Review details microglia-driven neuroinflammation as central to neurodegenerative diseases, identifying key mechanisms and therapeutic opportunities.

Neuroinflammation, once viewed solely as a protective immune response in the central nervous system (CNS), is now recognized as a major driver of neurodegenerative diseases. Persistent activation of peripheral immune pathways, microglia, and astrocytes contributes significantly to progressive neurodegeneration, synaptic loss, and cognitive impairments. Current therapeutic strategies often fall short in addressing the chronic inflammatory component, highlighting a critical gap in treating conditions like Alzheimer's disease, Parkinson's disease, amyotrophic lateral sclerosis (ALS), and Huntington's disease. Understanding the intricate mechanisms of microglia-driven neuroinflammatory signaling is crucial for developing effective interventions.

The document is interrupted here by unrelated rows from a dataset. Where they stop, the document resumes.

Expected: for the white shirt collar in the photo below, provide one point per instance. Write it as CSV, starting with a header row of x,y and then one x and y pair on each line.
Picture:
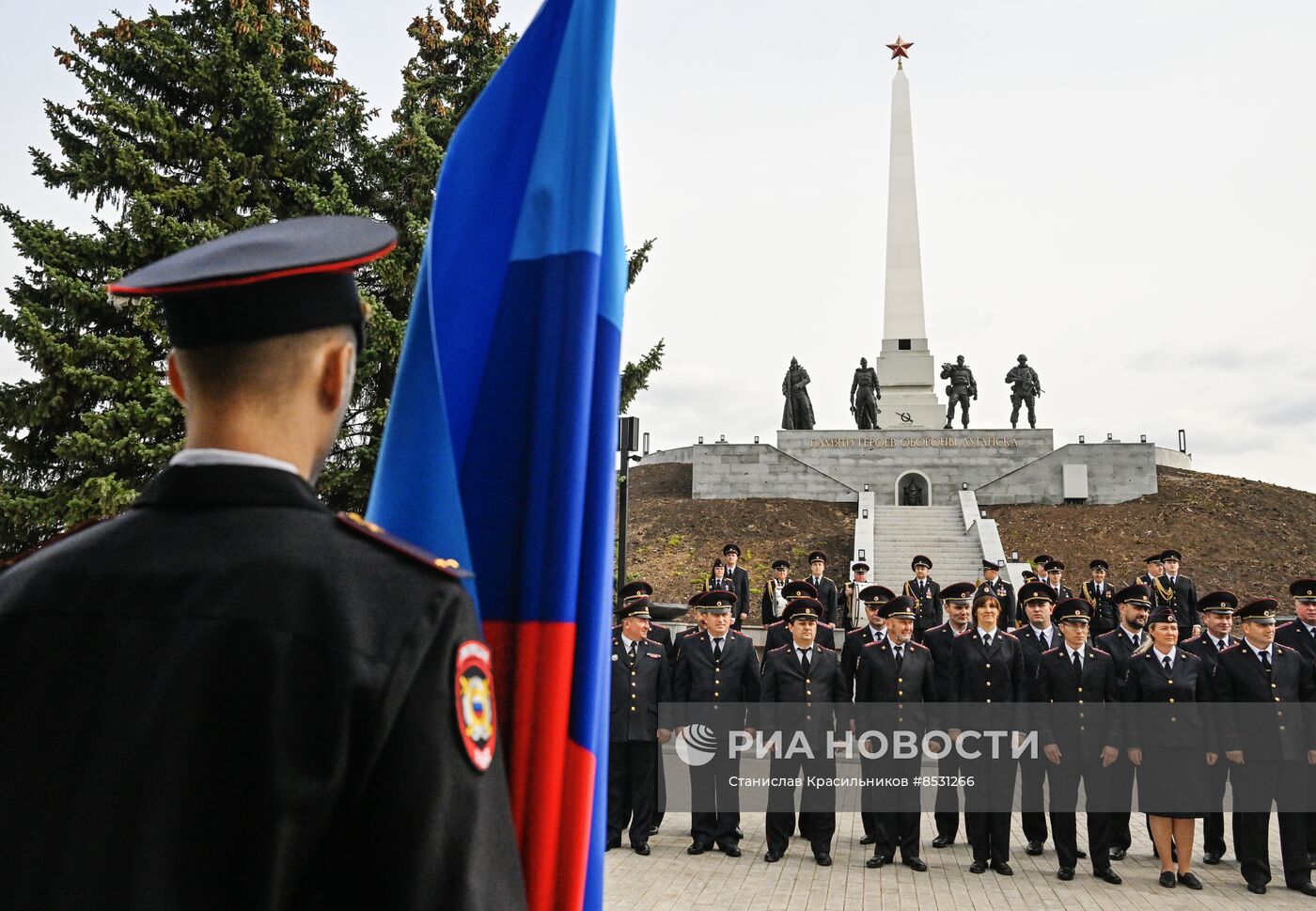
x,y
194,457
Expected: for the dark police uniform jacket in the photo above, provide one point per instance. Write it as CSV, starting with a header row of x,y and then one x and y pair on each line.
x,y
638,689
1295,636
987,676
229,698
854,643
879,681
1118,645
1105,617
1177,722
1263,713
730,680
1081,733
1004,592
824,687
928,608
941,643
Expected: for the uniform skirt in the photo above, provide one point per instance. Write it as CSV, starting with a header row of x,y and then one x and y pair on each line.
x,y
1173,782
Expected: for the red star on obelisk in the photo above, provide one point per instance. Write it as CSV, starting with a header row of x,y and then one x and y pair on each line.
x,y
901,49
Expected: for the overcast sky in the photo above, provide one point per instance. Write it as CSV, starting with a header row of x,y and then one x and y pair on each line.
x,y
1124,191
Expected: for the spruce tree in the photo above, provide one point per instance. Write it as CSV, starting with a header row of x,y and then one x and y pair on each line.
x,y
193,124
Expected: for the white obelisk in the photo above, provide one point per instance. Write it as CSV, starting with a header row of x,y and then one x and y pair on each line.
x,y
904,366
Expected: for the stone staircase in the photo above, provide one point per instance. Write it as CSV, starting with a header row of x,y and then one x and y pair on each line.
x,y
937,532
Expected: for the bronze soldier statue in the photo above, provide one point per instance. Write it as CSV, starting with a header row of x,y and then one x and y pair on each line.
x,y
865,392
798,414
963,385
1026,388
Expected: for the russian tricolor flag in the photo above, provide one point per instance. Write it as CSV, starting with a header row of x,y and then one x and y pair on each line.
x,y
500,445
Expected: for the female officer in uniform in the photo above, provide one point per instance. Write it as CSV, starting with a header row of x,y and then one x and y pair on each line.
x,y
1168,740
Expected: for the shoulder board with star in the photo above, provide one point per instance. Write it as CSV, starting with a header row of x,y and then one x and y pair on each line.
x,y
375,533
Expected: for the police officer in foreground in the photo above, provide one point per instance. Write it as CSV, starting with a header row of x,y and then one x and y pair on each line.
x,y
227,696
894,687
716,676
641,686
1079,743
957,599
806,684
1217,615
1270,743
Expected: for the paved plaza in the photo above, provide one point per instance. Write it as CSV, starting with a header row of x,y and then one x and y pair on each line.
x,y
670,878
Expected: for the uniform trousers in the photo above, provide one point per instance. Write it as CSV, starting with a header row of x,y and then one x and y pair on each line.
x,y
1065,779
818,803
631,789
1257,783
713,799
987,808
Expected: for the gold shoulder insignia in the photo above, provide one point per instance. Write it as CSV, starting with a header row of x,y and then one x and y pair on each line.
x,y
374,532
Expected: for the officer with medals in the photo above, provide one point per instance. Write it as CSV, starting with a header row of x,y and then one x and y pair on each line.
x,y
1134,604
1000,590
1300,635
987,668
779,632
716,677
1217,617
803,690
927,595
641,686
1079,744
1269,739
894,686
774,601
1099,595
1035,637
957,599
229,697
872,598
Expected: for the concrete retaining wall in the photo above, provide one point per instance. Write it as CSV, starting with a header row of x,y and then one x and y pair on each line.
x,y
1116,473
750,470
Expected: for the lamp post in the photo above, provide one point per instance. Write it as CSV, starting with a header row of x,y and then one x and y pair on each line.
x,y
628,441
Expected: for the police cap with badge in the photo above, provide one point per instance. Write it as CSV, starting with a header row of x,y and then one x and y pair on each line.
x,y
274,279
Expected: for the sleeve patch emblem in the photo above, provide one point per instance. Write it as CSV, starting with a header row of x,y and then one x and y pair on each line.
x,y
474,693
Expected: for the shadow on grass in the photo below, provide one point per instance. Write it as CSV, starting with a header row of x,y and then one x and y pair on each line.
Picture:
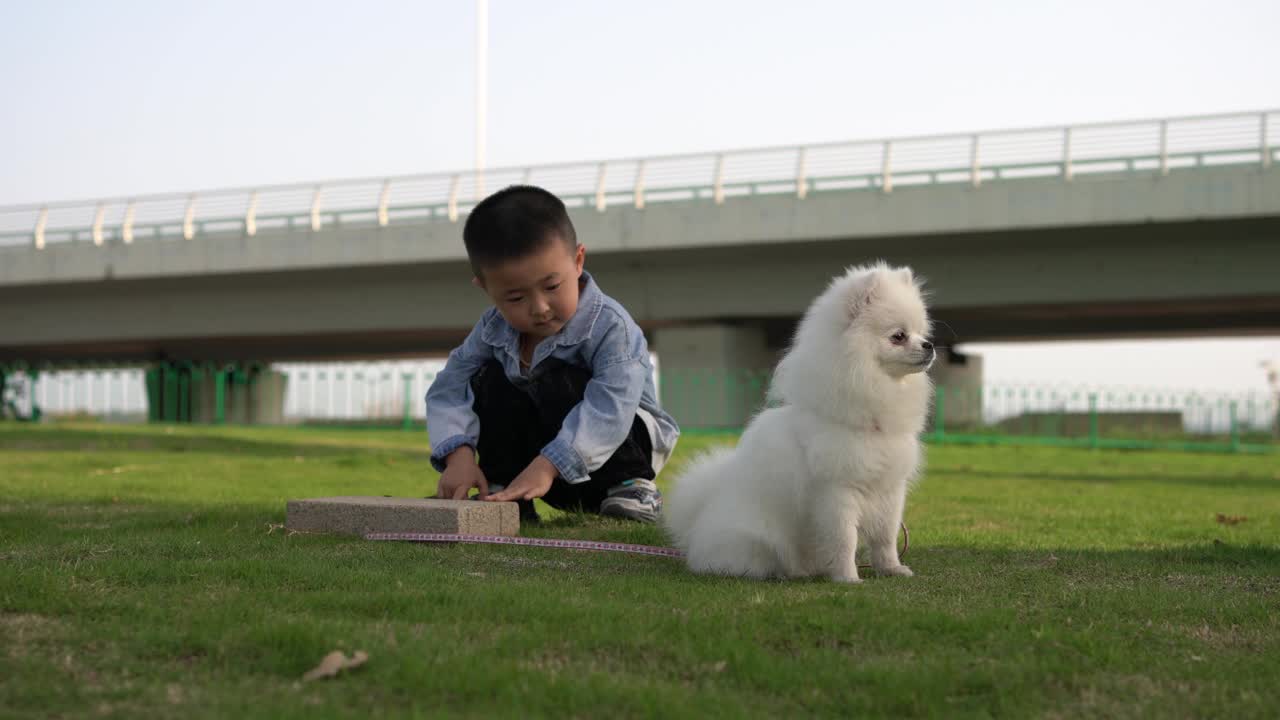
x,y
60,438
1104,477
48,524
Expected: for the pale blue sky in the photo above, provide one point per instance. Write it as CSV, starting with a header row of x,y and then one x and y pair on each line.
x,y
154,96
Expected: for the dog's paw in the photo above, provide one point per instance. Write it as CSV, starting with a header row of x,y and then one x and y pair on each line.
x,y
846,579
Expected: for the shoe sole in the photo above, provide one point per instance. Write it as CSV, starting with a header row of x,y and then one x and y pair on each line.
x,y
629,509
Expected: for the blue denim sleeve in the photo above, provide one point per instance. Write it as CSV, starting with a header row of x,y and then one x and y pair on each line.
x,y
451,422
594,429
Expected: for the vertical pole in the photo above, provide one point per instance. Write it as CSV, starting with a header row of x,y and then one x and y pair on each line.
x,y
97,224
170,392
188,218
408,388
1262,137
1066,154
1164,147
383,199
481,91
718,187
41,220
599,188
1093,420
801,181
639,190
1235,428
887,167
315,208
220,395
940,414
127,226
974,167
251,215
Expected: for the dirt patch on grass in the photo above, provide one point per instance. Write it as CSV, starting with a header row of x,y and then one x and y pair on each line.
x,y
21,632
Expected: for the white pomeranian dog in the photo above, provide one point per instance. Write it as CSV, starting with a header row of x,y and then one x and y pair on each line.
x,y
831,465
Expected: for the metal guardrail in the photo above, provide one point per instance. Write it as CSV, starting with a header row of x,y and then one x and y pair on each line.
x,y
1153,146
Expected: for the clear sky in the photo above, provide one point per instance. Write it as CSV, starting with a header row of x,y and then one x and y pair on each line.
x,y
154,96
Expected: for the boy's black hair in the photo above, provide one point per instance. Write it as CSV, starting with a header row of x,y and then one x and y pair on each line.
x,y
512,223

This comprehensive review systematically examines the mechanisms of microglia-driven neuroinflammatory signaling and its involvement across major neurodegenerative diseases, including Alzheimer's disease, Parkinson's disease, amyotrophic lateral sclerosis, and Huntington's disease. It delves into key neuroinflammatory processes such as microglial activation, astrocyte reactivity, peripheral immune cell infiltration, cytokine dysregulation, and blood brain barrier (BBB) disruption. The review also explores emerging biomarkers and investigates the potential of mathematical and computational models to predict disease course and treatment outcomes.

The review establishes that persistent activation of peripheral immune pathways, microglia, and astrocytes directly causes progressive neurodegeneration and synaptic loss. It details how microglial activation and astrocyte reactivity are central to this process, alongside peripheral immune cell infiltration and cytokine dysregulation contributing to the inflammatory milieu. Crucially, blood brain barrier (BBB) disruption is identified as a significant factor, allowing immune cell entry and exacerbating CNS inflammation. Mathematical and systems-level computational models are also investigated for their utility in describing intricate neuroimmune interactions and forecasting disease course and treatment results. The review also highlights the role of neuroinflammation in acute neurological symptoms and mental/cognitive impairments. > Emerging biomarkers for disease diagnosis and monitoring include glial activation markers, inflammatory cytokines, BBB proteins, and kynurenine pathway metabolites, offering new avenues for early detection and tracking disease progression.